When the leave ended, Wesley reported to Norfolk only to find out that he was heading to New York City where he was to report to the commanding officer at the Atlantic fleet office. There he would find out what the navy had in store for him. Wesley was then told to wait for a couple days because he was going to be assigned to a ship that was being built and ready to join the fleet. As Wesley walked the Navy yard, he saw that it was mostly lined up with new L.S.T.s (landing ship tanks), a couple of new tankers and two air craft carriers that were less than complete. He feared that he would be assigned to an LST or a tanker, but he was happy to hear that he would be reporting to the commanding officer of the USS South Dakota hull number 57.
When Wesley rode down dock B, he could see this brand new shining battleship taking up most of the dock. It was a dream come true. After reporting and getting settled in, Wesley was informed that he would be retrained for three jobs: a deckhand, a helmsman and a gunner's mate. His chief petty officer told him that his number one duty would be a helmsman.
The ship sailed through the Panama Canal. As she was in one of the lifts, Wesley recalled that there were only a few inches of clearance that kept the ship from hitting the walls.
Wesley remembered some of his experiences while at the wheel of this 680-foot long ship. Going at 27 knots felt good. It was like racing a car.
The only difference was if you lost all controls of the ship, it would take about eight miles before it came to a complete stop. Thank god for the tug boats. Docking a battleship leaves all control to the tugs. Wesley also remembered the time the South Dakota came across an abandoned German ship. After boarding the ship, the crew returned with Nazi items such as uniforms, books and charted maps. Another memory was about the time the ship was in submarine waters.

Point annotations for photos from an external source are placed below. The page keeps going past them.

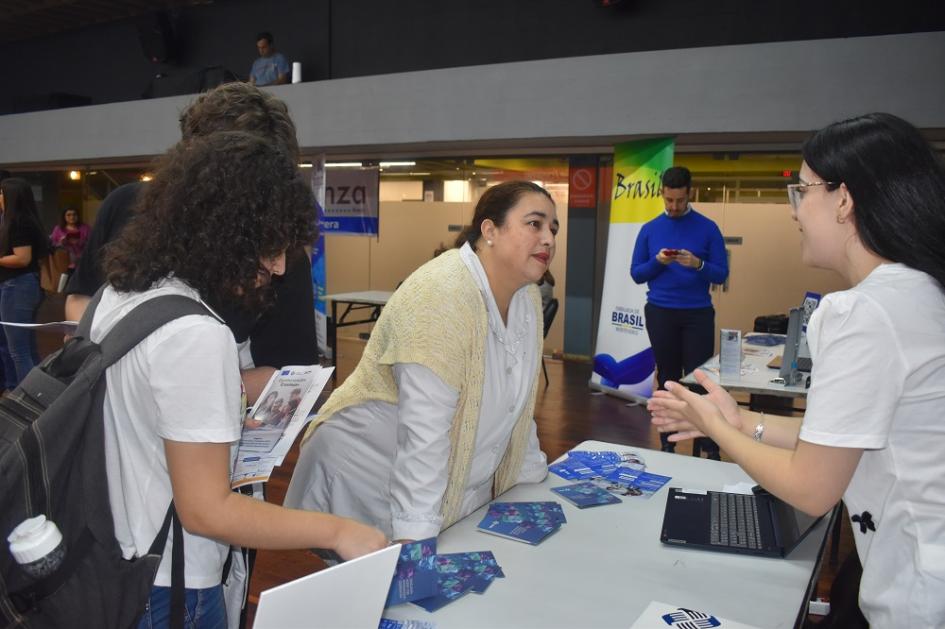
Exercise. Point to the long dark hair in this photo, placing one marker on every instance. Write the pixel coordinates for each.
(494, 204)
(217, 205)
(20, 210)
(897, 183)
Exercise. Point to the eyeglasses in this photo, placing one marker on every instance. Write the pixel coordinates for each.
(796, 190)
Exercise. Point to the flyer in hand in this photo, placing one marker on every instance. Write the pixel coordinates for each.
(270, 427)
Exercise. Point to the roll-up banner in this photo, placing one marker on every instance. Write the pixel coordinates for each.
(318, 258)
(351, 201)
(623, 360)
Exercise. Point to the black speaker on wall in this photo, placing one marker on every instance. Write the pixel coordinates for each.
(157, 37)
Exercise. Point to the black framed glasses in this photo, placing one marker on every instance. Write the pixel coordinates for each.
(796, 190)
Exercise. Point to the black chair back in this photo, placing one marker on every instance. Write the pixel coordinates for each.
(549, 314)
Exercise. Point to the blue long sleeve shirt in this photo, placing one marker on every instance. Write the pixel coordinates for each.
(673, 285)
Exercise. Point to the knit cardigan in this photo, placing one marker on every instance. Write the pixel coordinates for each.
(437, 318)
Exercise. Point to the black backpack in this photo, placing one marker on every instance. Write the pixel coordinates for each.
(52, 462)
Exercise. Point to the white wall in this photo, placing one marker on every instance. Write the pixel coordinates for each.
(785, 86)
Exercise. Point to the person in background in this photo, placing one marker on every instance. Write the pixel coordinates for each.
(437, 418)
(71, 234)
(271, 68)
(870, 205)
(679, 254)
(213, 225)
(23, 243)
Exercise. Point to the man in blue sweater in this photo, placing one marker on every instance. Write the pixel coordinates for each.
(679, 254)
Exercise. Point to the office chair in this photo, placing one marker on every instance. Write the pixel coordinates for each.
(549, 315)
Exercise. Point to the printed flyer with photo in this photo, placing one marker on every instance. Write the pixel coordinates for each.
(271, 426)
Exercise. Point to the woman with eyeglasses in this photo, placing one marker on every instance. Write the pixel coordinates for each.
(870, 205)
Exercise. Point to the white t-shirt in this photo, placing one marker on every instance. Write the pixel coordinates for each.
(878, 383)
(182, 383)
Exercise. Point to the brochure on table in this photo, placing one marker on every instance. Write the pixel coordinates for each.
(270, 428)
(659, 614)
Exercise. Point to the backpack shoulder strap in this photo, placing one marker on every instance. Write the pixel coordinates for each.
(144, 319)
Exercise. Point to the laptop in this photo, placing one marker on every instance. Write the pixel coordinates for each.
(349, 595)
(747, 524)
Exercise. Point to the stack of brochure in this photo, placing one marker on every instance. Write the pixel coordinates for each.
(529, 522)
(621, 474)
(586, 494)
(429, 580)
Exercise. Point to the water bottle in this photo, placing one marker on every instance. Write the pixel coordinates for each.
(37, 545)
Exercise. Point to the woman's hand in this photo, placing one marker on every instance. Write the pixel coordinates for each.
(685, 413)
(356, 539)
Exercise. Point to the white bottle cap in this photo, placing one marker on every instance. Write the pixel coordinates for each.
(34, 539)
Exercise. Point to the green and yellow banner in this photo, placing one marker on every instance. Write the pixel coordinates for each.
(623, 360)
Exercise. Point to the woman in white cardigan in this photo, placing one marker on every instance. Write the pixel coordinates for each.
(437, 418)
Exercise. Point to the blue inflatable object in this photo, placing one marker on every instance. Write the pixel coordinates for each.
(631, 370)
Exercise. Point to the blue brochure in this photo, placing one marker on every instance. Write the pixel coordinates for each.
(586, 494)
(415, 576)
(584, 465)
(387, 623)
(629, 482)
(459, 573)
(572, 469)
(529, 522)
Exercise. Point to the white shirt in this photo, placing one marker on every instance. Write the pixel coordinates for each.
(182, 383)
(387, 464)
(878, 383)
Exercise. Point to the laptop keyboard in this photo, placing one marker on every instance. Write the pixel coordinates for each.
(734, 521)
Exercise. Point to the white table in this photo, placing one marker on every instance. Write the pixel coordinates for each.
(368, 303)
(607, 563)
(756, 377)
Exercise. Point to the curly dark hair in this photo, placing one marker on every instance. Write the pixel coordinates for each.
(217, 206)
(240, 106)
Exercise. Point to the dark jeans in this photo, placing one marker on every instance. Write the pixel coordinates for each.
(19, 298)
(682, 339)
(204, 609)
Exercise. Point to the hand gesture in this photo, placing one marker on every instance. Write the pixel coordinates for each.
(665, 256)
(681, 411)
(687, 259)
(356, 539)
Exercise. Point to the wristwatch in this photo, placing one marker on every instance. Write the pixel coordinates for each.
(759, 433)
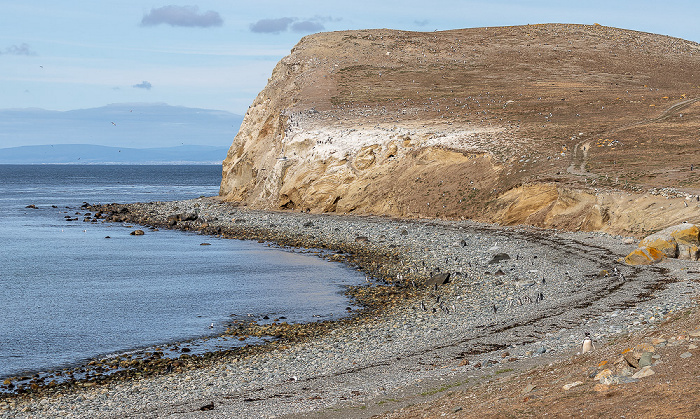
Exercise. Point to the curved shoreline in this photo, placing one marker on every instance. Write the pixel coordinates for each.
(396, 344)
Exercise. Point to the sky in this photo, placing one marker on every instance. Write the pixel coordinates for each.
(61, 55)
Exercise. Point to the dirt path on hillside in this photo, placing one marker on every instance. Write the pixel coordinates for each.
(580, 153)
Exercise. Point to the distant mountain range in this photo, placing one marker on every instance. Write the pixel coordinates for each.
(155, 126)
(96, 154)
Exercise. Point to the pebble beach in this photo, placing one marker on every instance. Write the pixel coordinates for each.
(444, 302)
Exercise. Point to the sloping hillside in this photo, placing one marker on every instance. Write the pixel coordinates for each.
(566, 126)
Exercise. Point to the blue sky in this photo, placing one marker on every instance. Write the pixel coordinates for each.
(62, 55)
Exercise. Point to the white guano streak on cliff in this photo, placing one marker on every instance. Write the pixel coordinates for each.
(327, 142)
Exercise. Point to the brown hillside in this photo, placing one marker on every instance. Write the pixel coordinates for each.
(554, 125)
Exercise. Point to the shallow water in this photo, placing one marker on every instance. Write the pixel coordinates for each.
(68, 294)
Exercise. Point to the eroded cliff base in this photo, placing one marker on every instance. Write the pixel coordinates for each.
(562, 126)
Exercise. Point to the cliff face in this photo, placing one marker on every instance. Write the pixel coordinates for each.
(543, 124)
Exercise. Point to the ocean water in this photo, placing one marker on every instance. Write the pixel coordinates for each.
(68, 294)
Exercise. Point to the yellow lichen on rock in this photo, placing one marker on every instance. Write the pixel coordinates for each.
(665, 244)
(679, 241)
(644, 256)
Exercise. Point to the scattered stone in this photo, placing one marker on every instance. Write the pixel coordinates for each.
(644, 347)
(528, 388)
(631, 359)
(601, 387)
(569, 386)
(439, 279)
(603, 374)
(498, 257)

He was ordered to zig zag, which was a navy maneuver to make it more difficult to fire torpedoes at its target. While the USS South Dakota was zig zagging, there was a sudden loud noise, and the ship's alarm started ringing. They soon discovered that the USS South Dakota had hit a United States destroyer. It was later found that the captain of the destroyer wasn't zig zagging. The destroyer was towed to the nearest port and was dismantled and destroyed.